ハンから聞いたところによると、新設する街路灯に国の補助金がつく制度が始まったのは、浅野が死んで2カ月ほど経った4月のことだった。上野が画策しなくても、エコタイプのハイブリッド街路灯に補助金をつけることは、国も考えていたのだ。国が定めるエネルギー効率の基準は、それなりに厳しいもので、制度が始まったときに条件を満していたのは、ウィンディーサニーだけだった。すぐに、村上製作所の「ひまわり君」と鳥海ウィンドパワーの「ウォッチングバード」も、補助金対象商品として認定されたのだが、それ以降、国の基準を満足できる製品は現れなかった。

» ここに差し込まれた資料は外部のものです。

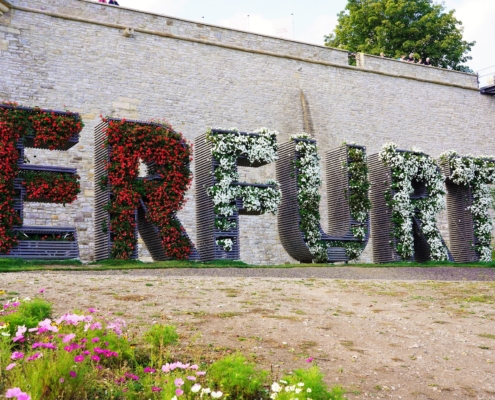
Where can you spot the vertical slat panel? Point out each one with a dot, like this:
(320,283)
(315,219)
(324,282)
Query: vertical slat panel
(102,195)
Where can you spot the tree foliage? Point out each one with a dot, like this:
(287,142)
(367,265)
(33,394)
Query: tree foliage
(397,27)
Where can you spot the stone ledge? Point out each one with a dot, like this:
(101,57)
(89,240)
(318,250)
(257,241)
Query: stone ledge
(401,68)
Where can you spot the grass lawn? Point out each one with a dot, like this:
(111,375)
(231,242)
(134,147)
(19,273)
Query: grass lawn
(14,265)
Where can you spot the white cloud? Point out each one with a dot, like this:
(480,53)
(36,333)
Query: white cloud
(256,23)
(315,32)
(167,7)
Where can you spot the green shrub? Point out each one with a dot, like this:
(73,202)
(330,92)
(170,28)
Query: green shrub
(311,379)
(238,378)
(161,335)
(28,314)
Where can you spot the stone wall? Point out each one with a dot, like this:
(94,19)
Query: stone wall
(74,55)
(401,68)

ハイブリッド型の街路灯を選んでも、旧来型の街路灯でも、自治体が負担する費用は一緒になったので、老朽化した街路灯の更新工事や新しい公園への新設工事が決まると、入札に呼ばれるのは、3社だけという状態になった。
結果的に、上野が目論んだ寡占の状態になっていたのだ。
上野の指示を受けた田中は、すぐに高校時代の友人だという村上製作所の設計部長に電話した。談合を持ちかけられた設計部長は驚いたが、「そういうことなら、営業に話してくれ。お前から連絡が行くことは伝えておくよ」と言って、田中に営業部長の個人的な連絡先を教えた。
ゴールデンウィークが明けてすぐの火曜日に、田中は村上製作所の営業部長を都心にあるホテルのロビーに呼び出した。夜のホテルで待ち合わせなどしたことのない田中は、そわそわとしながら、話の切り出し方を考えていた。
村上製作所の営業部長は千葉といって、大学時代、バスケットボールの選手としてインカレにも出場したことのある大柄な男だった。黒い髪が少しだけ残った白髪は短く刈り込まれ、ネギ坊主のような頭の下で、鋭い目が光っていた。